Forecasting volcanic eruptions using complexity variations in ambient seismic noise

Presenter: Chagnon Glynn

Date: 2016/03/17

Abstract

Volcanoes are complex and dynamic systems, which for decades have been monitored using seismological, geochemical and geophysical techniques (e.g. GPS, strain and tilt monitors), all of which have very limited real-time monitoring and forecasting applications and can become quite expensive to implement and maintain.
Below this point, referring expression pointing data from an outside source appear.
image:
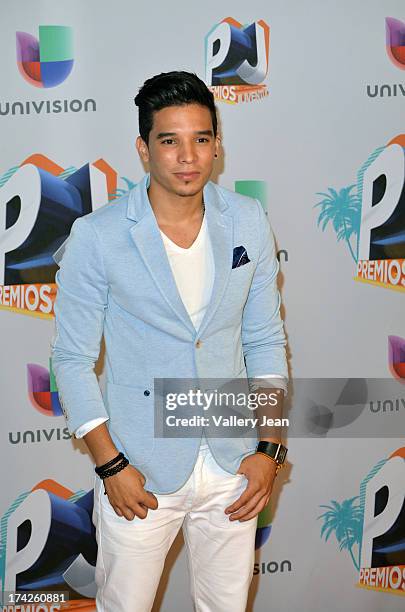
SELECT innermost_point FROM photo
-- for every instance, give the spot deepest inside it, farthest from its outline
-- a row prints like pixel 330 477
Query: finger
pixel 256 499
pixel 253 513
pixel 244 498
pixel 149 500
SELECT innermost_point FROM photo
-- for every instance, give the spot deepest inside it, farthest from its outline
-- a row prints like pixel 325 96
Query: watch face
pixel 282 454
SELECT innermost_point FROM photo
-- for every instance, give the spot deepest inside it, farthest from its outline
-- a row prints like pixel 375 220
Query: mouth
pixel 187 176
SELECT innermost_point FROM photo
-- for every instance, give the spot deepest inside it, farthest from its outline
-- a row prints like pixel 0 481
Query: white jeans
pixel 220 552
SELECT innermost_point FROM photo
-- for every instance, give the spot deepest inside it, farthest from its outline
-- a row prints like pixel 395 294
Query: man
pixel 180 277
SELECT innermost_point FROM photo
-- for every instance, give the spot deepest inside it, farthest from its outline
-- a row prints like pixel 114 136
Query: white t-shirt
pixel 194 272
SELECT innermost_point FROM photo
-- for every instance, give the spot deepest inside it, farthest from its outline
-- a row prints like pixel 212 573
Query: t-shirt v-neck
pixel 175 247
Using ambient seismic noise, an omnipresent feature in recorded seismograms that are generated by the interaction of atmospheric disturbances and human activities (stochastic sources), allows for characterization of the medium properties using only one seismic station. This study determines measured complexity variations in ambient seismic noise using permutation entropy (PE) to forecast volcanic eruptions. To do this we used records from the HOTSPOT seismic network for the 1996 Gjálp eruption (the eruptive phase lasted from 30th SEPT to 4th OCT).  Results show PE reached a minimum ~7-9 days before an earthquake (Mw=5.6) and ~9-10 days before the subglacial eruption. The onset earthquake immediately triggered PE to rebound and steadily increase to maximum until the subglacial eruption. This indicates that the ambient noise was stochastic up until ~7-9 days before the earthquake whereby it’s characteristics changed to a more deterministic nature and once the subglacial eruption occurred the ambient noise reverted to it’s “normal” stochastic nature. However, only stations located inland within 50-90km of the ring fault (near Bardarbunga and Grímsvötn volcanoes) were able to capture the complexity variations suggesting a spatial limitation. The observed complexity variations are likely due to changes in the scattering properties in the shallow crust surrounding the volcanoes, which expand and contract spatially depending on the caldera’s extent. The pressurization, caused by magma injection into the caldera changes the medium’s properties from a heterogeneous to more homogeneous nature, thereby reducing scattering (and stochasticity) and allowing a more volcanic deterministic source signal to dominate.